Greg Fields

Profile
- Position: Defensive end

Personal information
- Born: January 23, 1955 (age 71)
- Listed height: 6 ft 6 in (1.98 m)
- Listed weight: 260 lb (118 kg)

Career information
- High school: Mission (San Francisco, California)
- College: Grambling State

Career history
- Detroit Lions (1978)*; Baltimore Colts (1979–1981); Atlanta Falcons (1982)*; Los Angeles Express (1983); San Antonio Gunslingers (1984–1985);
- * Offseason or practice squad member only
- Stats at Pro Football Reference

= Greg Fields (American football) =

American football player (born 1955)

Gregory Keith Fields (born January 23, 1955) is an American former professional football defensive end who played in the National Football League (NFL) and United States Football League (USFL).

==Early life==
Fields was born and grew up in San Francisco, California and attended Mission High School. He was an All-City selection in football as a junior and senior.

==College career==
Fields began his career at Hartnell College and was named All-Coast Conference as a sophomore before transferring to Grambling State for his final two years of eligibility.

==Professional career==
Fields was signed by the Detroit Lions as an undrafted free agent in 1978 but was cut during training camp. He was signed by the Baltimore Colts and spent the 1979 and 1980 seasons playing mostly special teams and as a reserve on the defensive line. Fields was cut by the Colts at the end of training camp in 1981. Fields was signed by the Atlanta Falcons during the 1982 offseason but was cut during training camp. After being cut he locked himself in his hotel room and told Falcons' defensive line coach Jim Stanley that he refused to be released and did not leave training camp until the police were called.

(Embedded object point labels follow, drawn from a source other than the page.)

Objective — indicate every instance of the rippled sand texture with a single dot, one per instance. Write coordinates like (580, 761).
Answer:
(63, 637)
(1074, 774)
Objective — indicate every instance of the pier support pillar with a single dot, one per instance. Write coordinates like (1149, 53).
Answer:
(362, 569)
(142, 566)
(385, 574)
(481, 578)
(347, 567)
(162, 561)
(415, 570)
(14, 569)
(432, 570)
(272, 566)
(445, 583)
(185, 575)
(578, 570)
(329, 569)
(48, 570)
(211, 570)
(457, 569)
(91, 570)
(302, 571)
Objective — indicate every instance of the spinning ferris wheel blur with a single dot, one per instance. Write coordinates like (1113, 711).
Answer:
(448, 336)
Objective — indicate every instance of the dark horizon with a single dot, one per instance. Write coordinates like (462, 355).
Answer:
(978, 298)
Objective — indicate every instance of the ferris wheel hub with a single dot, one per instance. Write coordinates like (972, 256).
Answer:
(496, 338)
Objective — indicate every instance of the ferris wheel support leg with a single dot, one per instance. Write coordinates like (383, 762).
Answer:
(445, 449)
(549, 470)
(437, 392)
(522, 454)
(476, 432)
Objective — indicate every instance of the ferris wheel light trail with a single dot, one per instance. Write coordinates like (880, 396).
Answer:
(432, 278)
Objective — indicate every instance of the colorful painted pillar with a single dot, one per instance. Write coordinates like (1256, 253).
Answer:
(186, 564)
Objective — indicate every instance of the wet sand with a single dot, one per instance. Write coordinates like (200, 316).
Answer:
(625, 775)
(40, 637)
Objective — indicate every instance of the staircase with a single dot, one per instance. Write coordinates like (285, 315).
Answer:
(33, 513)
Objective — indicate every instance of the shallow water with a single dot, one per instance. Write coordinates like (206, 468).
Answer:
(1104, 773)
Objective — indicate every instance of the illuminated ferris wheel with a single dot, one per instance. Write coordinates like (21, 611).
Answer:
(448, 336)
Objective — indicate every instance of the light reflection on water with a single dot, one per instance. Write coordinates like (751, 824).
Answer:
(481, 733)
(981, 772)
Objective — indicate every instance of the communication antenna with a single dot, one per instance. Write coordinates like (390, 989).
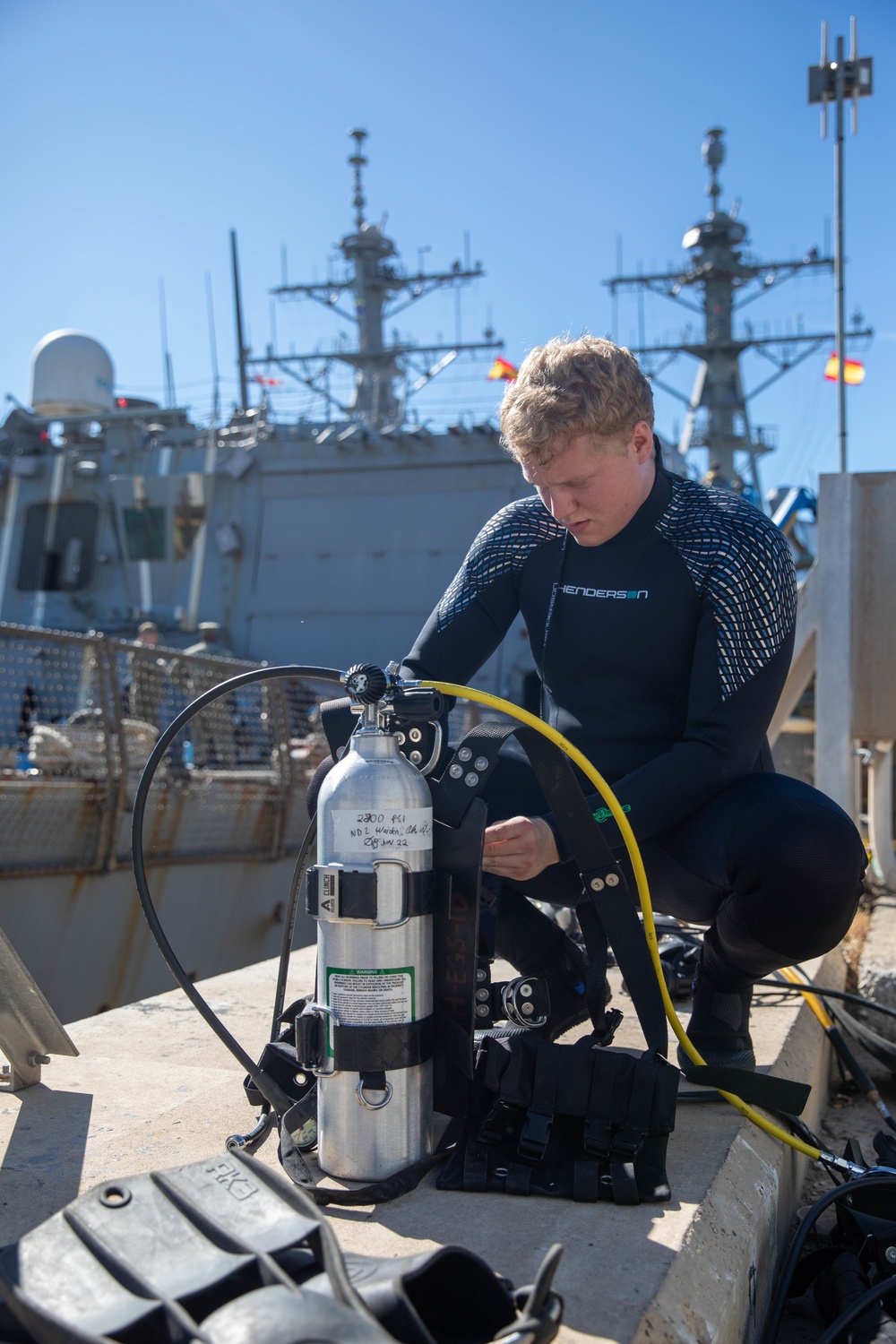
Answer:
(168, 368)
(376, 288)
(716, 284)
(836, 81)
(212, 349)
(242, 352)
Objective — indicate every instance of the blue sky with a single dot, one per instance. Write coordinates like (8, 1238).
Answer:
(136, 136)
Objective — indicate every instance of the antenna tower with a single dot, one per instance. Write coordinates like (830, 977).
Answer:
(381, 289)
(720, 280)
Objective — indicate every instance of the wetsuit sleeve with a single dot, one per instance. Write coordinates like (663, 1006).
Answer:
(457, 640)
(740, 661)
(477, 609)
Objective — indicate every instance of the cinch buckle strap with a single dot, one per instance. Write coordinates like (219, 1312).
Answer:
(498, 1124)
(346, 894)
(625, 1187)
(368, 1050)
(308, 1040)
(536, 1131)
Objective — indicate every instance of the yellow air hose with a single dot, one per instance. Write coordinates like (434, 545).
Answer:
(495, 702)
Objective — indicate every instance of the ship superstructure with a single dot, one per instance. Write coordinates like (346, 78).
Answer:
(320, 540)
(719, 280)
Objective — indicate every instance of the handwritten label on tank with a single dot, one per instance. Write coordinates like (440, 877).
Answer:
(370, 997)
(358, 835)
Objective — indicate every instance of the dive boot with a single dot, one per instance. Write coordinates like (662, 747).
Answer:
(719, 1024)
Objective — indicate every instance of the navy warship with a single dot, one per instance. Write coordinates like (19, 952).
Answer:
(322, 540)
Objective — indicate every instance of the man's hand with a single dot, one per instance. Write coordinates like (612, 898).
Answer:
(519, 849)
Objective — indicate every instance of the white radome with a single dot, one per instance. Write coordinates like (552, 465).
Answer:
(72, 374)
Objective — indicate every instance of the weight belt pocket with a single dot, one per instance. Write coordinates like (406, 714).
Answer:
(582, 1123)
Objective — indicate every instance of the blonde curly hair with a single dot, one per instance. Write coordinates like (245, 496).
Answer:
(571, 387)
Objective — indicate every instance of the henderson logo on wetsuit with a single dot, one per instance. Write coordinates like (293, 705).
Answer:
(579, 591)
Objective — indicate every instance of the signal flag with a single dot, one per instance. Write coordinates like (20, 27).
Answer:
(504, 368)
(853, 370)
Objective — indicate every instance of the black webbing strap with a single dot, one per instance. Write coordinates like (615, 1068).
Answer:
(598, 1117)
(339, 723)
(469, 771)
(586, 1182)
(625, 1187)
(614, 917)
(367, 1050)
(519, 1179)
(375, 1193)
(607, 892)
(352, 895)
(536, 1129)
(630, 1136)
(603, 883)
(476, 1168)
(455, 932)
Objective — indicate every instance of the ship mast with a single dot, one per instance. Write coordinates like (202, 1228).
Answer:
(379, 289)
(724, 279)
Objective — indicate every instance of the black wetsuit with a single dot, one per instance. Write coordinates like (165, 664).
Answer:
(662, 653)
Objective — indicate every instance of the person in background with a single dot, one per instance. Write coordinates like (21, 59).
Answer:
(212, 731)
(148, 677)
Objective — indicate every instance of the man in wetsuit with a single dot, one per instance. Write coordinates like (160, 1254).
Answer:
(661, 620)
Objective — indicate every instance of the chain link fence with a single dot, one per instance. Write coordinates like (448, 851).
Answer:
(80, 715)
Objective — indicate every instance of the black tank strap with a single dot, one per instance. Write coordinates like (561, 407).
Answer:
(610, 914)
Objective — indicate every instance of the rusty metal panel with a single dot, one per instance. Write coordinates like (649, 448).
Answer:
(874, 610)
(50, 824)
(78, 719)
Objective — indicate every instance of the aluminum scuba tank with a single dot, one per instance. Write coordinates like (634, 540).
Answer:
(374, 816)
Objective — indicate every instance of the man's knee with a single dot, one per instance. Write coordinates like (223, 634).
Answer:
(798, 874)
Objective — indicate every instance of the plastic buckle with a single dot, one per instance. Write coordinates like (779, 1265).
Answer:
(626, 1144)
(498, 1124)
(535, 1136)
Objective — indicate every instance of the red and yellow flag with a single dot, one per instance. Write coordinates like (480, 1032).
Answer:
(504, 368)
(853, 370)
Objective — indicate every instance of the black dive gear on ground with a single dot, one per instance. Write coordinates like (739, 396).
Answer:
(849, 1263)
(576, 1121)
(771, 863)
(225, 1252)
(637, 1128)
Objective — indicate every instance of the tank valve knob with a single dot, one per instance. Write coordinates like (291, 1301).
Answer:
(366, 683)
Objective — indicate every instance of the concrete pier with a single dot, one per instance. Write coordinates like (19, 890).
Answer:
(153, 1088)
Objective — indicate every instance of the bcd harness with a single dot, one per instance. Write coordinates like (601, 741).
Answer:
(581, 1121)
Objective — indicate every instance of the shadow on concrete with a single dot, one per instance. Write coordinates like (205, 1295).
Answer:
(42, 1164)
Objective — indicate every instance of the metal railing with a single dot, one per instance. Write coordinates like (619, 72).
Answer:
(80, 715)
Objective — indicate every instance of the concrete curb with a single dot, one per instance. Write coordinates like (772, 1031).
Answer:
(877, 964)
(152, 1089)
(719, 1287)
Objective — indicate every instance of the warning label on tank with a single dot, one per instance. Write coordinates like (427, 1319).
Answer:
(370, 997)
(358, 835)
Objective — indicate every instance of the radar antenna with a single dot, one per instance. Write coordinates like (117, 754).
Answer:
(381, 289)
(724, 279)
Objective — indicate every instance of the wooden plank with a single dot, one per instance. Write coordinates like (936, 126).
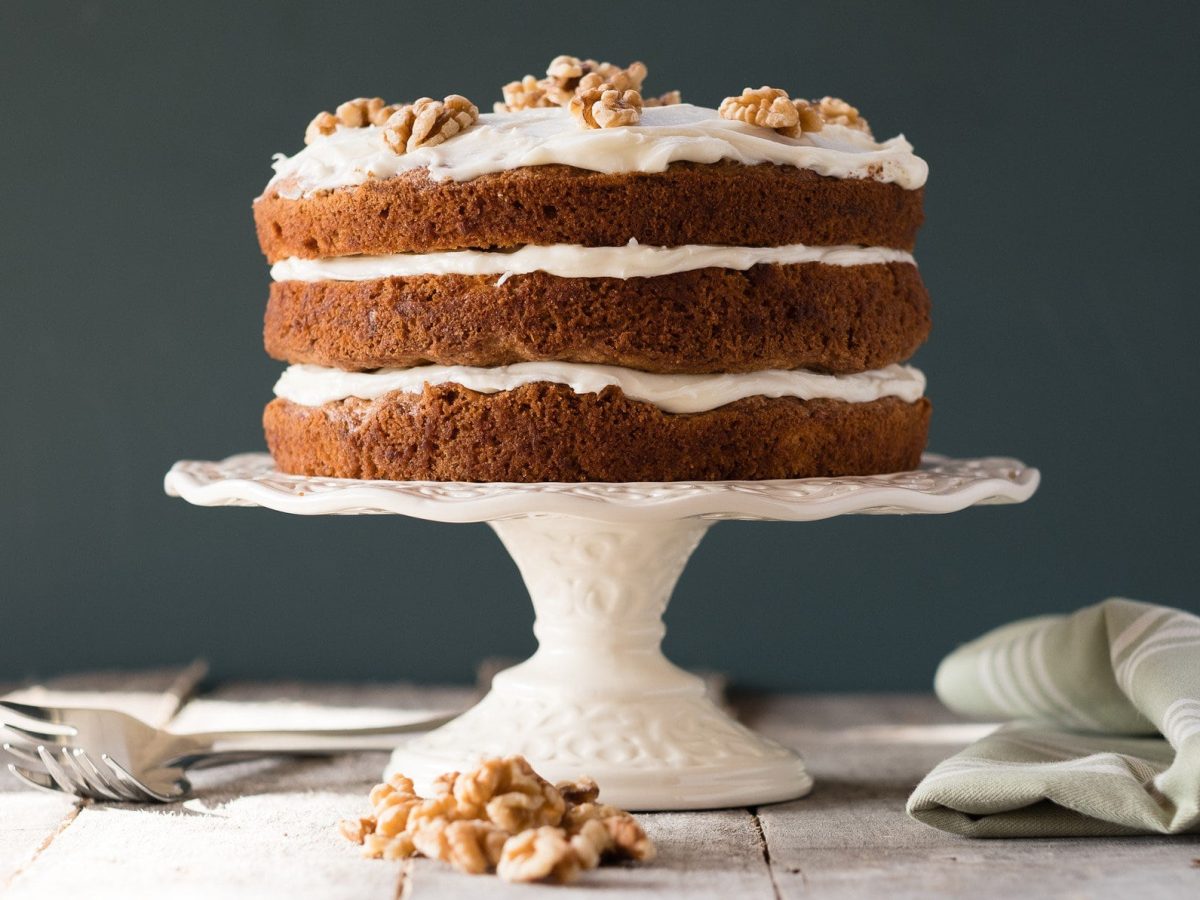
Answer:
(34, 820)
(852, 839)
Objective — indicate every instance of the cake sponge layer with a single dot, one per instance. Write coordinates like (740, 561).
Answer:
(688, 203)
(827, 318)
(546, 432)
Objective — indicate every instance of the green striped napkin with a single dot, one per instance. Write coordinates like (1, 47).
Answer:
(1105, 737)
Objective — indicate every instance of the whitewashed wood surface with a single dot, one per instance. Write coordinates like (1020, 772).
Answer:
(267, 829)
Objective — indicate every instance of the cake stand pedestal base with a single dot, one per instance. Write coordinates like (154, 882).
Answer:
(600, 559)
(599, 697)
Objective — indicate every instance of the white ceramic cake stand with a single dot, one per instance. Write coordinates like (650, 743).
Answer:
(600, 561)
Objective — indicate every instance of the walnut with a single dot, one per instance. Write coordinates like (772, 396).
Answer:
(809, 119)
(628, 838)
(591, 843)
(622, 79)
(379, 846)
(441, 807)
(357, 829)
(625, 835)
(767, 107)
(540, 855)
(396, 784)
(772, 108)
(469, 845)
(526, 94)
(835, 111)
(577, 814)
(323, 124)
(355, 113)
(664, 100)
(582, 790)
(444, 783)
(567, 77)
(502, 815)
(605, 107)
(429, 123)
(509, 793)
(360, 112)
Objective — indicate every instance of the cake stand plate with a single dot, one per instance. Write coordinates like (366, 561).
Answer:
(600, 561)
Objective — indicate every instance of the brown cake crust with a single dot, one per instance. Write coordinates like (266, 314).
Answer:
(546, 432)
(827, 318)
(723, 203)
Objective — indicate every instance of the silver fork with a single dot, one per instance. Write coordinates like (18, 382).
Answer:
(108, 755)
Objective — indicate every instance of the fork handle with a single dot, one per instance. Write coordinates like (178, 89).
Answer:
(312, 741)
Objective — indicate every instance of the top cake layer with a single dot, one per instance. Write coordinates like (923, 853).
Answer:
(684, 175)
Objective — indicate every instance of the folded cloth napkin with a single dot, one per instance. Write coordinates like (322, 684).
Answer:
(1107, 738)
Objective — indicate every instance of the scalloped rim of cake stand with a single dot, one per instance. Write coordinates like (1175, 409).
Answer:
(600, 562)
(941, 485)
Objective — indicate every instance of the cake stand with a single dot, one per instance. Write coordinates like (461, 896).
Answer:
(600, 561)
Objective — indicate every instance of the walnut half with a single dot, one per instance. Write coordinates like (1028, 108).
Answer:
(772, 108)
(355, 113)
(605, 107)
(429, 123)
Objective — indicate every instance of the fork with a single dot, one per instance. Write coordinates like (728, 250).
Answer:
(108, 755)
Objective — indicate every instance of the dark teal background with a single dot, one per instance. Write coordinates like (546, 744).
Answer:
(1060, 250)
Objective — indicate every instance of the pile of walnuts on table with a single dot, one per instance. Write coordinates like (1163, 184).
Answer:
(502, 816)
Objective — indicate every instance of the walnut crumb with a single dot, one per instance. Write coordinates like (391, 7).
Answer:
(664, 100)
(429, 123)
(469, 845)
(582, 790)
(605, 107)
(541, 855)
(570, 76)
(835, 111)
(355, 113)
(501, 816)
(766, 107)
(526, 94)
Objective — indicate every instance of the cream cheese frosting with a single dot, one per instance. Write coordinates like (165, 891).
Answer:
(539, 137)
(315, 385)
(569, 261)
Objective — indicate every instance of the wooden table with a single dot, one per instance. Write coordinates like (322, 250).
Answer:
(267, 829)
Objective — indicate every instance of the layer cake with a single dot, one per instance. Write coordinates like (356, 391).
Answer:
(585, 286)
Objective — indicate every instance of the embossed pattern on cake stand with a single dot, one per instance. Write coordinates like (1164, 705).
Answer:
(600, 561)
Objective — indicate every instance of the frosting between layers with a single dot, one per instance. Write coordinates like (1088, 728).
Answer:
(540, 137)
(570, 261)
(315, 385)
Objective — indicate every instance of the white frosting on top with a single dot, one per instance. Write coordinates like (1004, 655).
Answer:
(540, 137)
(315, 385)
(569, 261)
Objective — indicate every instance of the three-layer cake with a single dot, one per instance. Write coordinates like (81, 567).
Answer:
(589, 288)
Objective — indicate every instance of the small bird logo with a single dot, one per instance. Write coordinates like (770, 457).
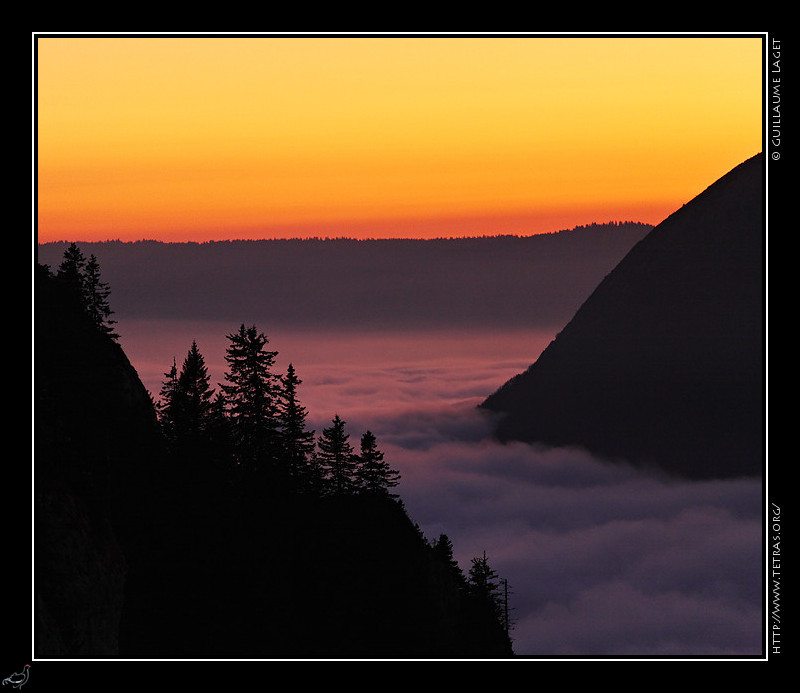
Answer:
(18, 680)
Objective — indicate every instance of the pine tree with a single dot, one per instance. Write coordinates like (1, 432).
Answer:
(484, 586)
(251, 400)
(443, 550)
(335, 457)
(373, 474)
(192, 403)
(298, 443)
(82, 279)
(167, 395)
(71, 272)
(96, 293)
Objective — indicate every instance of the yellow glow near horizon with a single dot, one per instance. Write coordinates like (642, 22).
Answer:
(210, 138)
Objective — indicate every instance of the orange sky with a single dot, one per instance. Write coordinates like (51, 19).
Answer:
(200, 138)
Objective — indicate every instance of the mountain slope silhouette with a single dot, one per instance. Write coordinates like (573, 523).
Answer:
(663, 363)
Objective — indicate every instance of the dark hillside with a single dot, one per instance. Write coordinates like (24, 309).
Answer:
(663, 363)
(140, 554)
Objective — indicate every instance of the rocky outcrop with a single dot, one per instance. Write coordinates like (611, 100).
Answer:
(663, 363)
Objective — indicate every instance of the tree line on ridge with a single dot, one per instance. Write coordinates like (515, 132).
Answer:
(253, 428)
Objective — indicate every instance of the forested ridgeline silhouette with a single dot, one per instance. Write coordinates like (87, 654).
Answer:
(488, 282)
(211, 523)
(664, 363)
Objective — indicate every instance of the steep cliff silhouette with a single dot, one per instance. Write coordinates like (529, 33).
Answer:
(663, 363)
(139, 554)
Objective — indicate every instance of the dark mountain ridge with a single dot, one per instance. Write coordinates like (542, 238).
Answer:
(476, 282)
(663, 363)
(141, 554)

Essentially blackballed from the NFL, Fields was signed by the Los Angeles Express of the newly-formed United States Football League (USFL) in 1983. He finished second on the team with ten sacks during the 1983 season. Fields was cut at the end of training camp in 1984 and assaulted Express head coach John Hadl after being informed of his release. Fields was later signed by the San Antonio Gunslingers, where he played for two seasons until the USFL folded. He recorded 16.5 quarterback sacks in his career at USFL.